"What makes you say all this, Asher?"
"Well, because I have just been thinking that perhaps my misfortunes can be traced back to myself. Perhaps it was I who infected Evelyn."
"You?"
"Yes, I may have brought about a natural reaction. For years I was speaking against religion to her, trying to persuade her; whereas if I had let the matter alone it would have died of inanition, for she was not really a religious woman."
"I see, I see," Ulick answered thoughtfully.
"Had she met you in the beginning," Owen continued, "she might have remained herself to the end; for you would have let her alone. Religion provokes me… I blaspheme; but you are indifferent, you are not interested. You are splendid, Ulick."

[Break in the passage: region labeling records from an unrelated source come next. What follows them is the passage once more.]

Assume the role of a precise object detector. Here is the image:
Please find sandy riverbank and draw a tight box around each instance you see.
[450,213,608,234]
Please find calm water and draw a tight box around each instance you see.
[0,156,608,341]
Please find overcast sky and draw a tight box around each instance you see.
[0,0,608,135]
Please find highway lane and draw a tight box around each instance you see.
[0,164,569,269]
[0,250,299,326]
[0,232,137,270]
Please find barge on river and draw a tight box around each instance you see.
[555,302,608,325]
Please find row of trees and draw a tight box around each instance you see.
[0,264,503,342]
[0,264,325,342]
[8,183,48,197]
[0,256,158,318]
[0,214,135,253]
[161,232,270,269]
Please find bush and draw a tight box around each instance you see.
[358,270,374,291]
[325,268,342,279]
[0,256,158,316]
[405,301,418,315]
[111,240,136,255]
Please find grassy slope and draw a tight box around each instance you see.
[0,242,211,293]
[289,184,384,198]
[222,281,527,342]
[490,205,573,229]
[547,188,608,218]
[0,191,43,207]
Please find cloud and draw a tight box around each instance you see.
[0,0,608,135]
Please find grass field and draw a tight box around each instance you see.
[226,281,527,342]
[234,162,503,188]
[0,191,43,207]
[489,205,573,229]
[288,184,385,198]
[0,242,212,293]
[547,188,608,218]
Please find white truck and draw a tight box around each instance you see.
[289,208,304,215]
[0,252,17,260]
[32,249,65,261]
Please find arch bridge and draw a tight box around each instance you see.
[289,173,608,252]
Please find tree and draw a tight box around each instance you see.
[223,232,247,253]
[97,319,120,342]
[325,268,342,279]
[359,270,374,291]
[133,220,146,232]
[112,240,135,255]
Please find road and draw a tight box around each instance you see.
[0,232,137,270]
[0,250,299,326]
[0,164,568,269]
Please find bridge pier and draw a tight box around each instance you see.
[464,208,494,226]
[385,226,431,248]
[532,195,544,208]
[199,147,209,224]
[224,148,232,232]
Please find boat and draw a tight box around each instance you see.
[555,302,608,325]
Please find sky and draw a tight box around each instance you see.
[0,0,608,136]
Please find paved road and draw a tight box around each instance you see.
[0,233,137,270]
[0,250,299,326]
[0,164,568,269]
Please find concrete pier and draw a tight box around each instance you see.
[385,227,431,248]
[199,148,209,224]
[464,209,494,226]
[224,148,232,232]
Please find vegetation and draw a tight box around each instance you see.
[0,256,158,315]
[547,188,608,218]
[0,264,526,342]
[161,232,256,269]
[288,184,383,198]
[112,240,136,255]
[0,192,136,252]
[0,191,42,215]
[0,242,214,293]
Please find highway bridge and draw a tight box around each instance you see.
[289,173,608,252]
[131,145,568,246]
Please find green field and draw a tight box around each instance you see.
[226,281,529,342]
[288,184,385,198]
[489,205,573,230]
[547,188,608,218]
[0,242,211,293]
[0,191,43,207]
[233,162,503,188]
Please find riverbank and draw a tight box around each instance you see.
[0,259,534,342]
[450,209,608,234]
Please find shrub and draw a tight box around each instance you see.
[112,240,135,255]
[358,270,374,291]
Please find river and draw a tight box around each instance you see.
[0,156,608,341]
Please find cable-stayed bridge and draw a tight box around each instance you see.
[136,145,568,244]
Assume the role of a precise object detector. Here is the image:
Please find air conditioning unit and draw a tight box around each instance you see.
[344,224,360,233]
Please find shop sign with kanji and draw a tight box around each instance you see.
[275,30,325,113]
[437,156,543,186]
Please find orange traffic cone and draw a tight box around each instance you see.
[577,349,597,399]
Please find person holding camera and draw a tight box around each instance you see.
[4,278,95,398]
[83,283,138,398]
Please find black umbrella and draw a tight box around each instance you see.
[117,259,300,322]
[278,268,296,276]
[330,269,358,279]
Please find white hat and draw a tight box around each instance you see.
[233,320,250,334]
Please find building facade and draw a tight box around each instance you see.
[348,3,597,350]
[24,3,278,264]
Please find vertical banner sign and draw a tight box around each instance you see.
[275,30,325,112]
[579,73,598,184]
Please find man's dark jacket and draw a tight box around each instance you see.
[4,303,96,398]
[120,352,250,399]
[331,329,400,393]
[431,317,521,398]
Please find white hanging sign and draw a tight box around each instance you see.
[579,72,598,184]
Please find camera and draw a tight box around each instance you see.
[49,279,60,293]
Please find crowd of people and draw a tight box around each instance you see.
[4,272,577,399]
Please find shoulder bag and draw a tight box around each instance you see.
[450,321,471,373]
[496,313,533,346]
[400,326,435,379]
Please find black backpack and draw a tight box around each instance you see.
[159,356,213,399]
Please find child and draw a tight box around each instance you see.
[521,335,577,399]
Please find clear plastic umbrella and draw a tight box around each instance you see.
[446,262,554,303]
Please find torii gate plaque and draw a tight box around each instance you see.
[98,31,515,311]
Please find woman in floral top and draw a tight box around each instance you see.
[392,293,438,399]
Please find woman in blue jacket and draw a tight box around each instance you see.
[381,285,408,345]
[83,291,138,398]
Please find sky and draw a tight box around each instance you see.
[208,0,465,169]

A smile crossed Ulick's lips, and Owen wondered what the cause of the smile might be, and would have asked, only he was too interested in his own thoughts; and the words, "I wonder you trouble about people's beliefs" turned him back upon himself, and he continued:
"I have often wondered. Perhaps something happens to one early in life, and the mind takes a bias. My animosity to religion may have worn away some edge off her mind, don't you see? The moral idea that one lover is all right, whereas any transgression means ruin to a woman, was never invented by her. It came from me; it is impossible she could have developed that moral idea from within—she was infected with it."
"You think so?" Ulick replied thoughtfully, and took another cigar.
"Yes, if she had met you," Owen continued, returning to his idea.